En 1927, Albert Heim (1849-1937), géologue et professeur émérite de l’EPFZ, a publié un article intitulé « Die Beleuchtung in der Landkarte » (l’éclairage dans les cartes nationales). Selon Heim, la cartographie officielle de la Suisse était sur la mauvaise voie depuis de nombreuses décennies : les cartes Dufour et Siegfried contenaient un « mensonge » qui « était comme un poing en plein visage de la nature ». La critique acerbe de Heim faisait écho à une controverse vieille de plusieurs décennies et se référait à la source de lumière imaginaire qui éclaire les cartes. Elle peut ‘briller’ d’en haut à angle droit (éclairage vertical) ou projeter une lumière oblique sur la carte. La carte Dufour, avec son éclairage par le nord-ouest, avait donné le ton pour les cartes officielles de la Suisse, ce que le géologue a considéré toute sa vie comme une erreur. Mais sur quoi Heim fondait-il sa critique de l’éclairage nord-ouest ?

Un plaidoyer pour l’éclairage sud

Albert Heim était convaincu que « la grande majorité des usagers des cartes s’attendait à une image en relief des montagnes qui saute aux yeux ». Un éclairage oblique était le meilleur moyen d’obtenir une impression de relief. Cependant, il n’était pas d’accord que la lumière provienne du nord-ouest sur presque toutes les cartes de la Suisse. Selon Heim, cela allait à l’encontre de la réalité, car le soleil éclaire la Suisse en grande majorité depuis le sud :

« Cela me fait l’effet d’un coup de poignard au cœur : les vignobles et villages situés du côté ensoleillé de la vallée principale du Valais, sur la rive nord du lac Léman, les pentes ensoleillées et très cultivées du côté nord de la vallée du Rhin antérieur sont plongés dans l’ombre, alors que les pentes boisées des côtés ombragés sont dépeintes sous un soleil brûlant. »

Albert Heim et d’autres partisans de l’éclairage sud ou sud-est voyaient dans l’éclairage nord-ouest une « erreur du passé » qu’il fallait absolument corriger. L’image cartographique aurait dû correspondre aux conditions naturelles et le géologue insistait pour que le Service topographique passe à un éclairage par le sud et « se détourne résolument de la convention erronée pour correspondre à la nature ».

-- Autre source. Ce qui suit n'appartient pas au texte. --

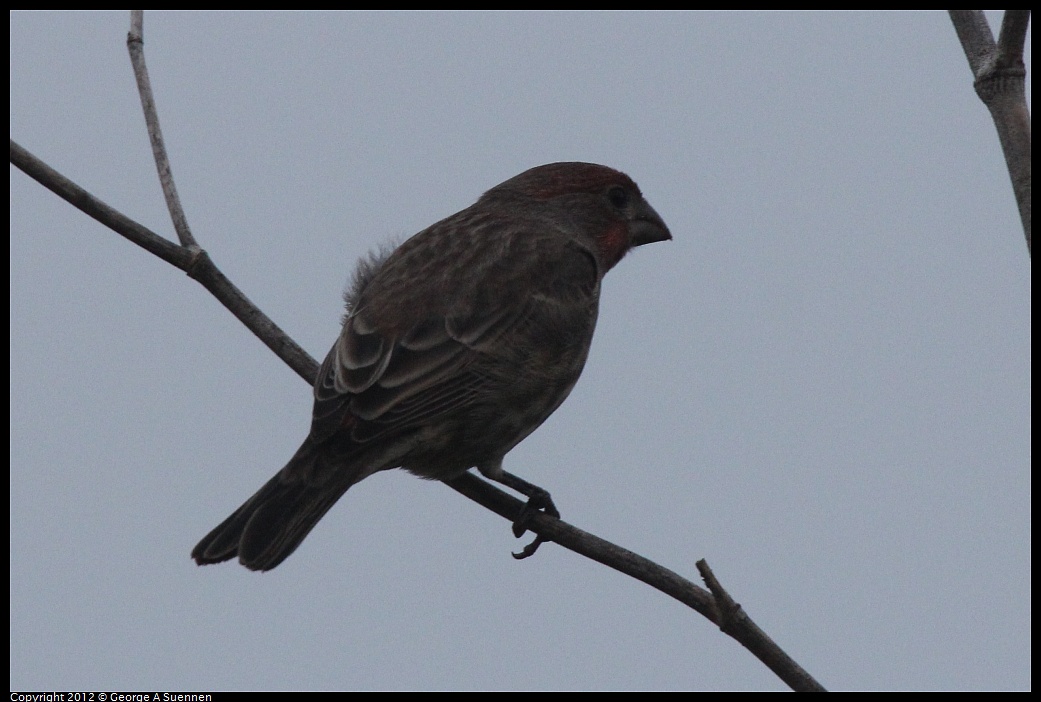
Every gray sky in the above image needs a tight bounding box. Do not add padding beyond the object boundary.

Albert Heim avait bien choisi le moment de son intervention : dans les années 1920, la représentation cartographique de la carte nationale produite dès 1935 était encore en phase d’élaboration. Il s’agissait donc d’une occasion historique de modifier l’orientation de l’éclairage sur les cartes officielles de la Suisse. Les efforts de Heim n’ont cependant pas été couronnés de succès, pas plus que les interventions d’autres représentants de l’éclairage sud, comme le conseiller aux États Emil Klöti. Des contre-arguments cartographiques et pratiques ont amené le Service topographique et le Département militaire fédéral (DMF) à la conclusion que le maintien de l’éclairage nord-ouest était la meilleure solution.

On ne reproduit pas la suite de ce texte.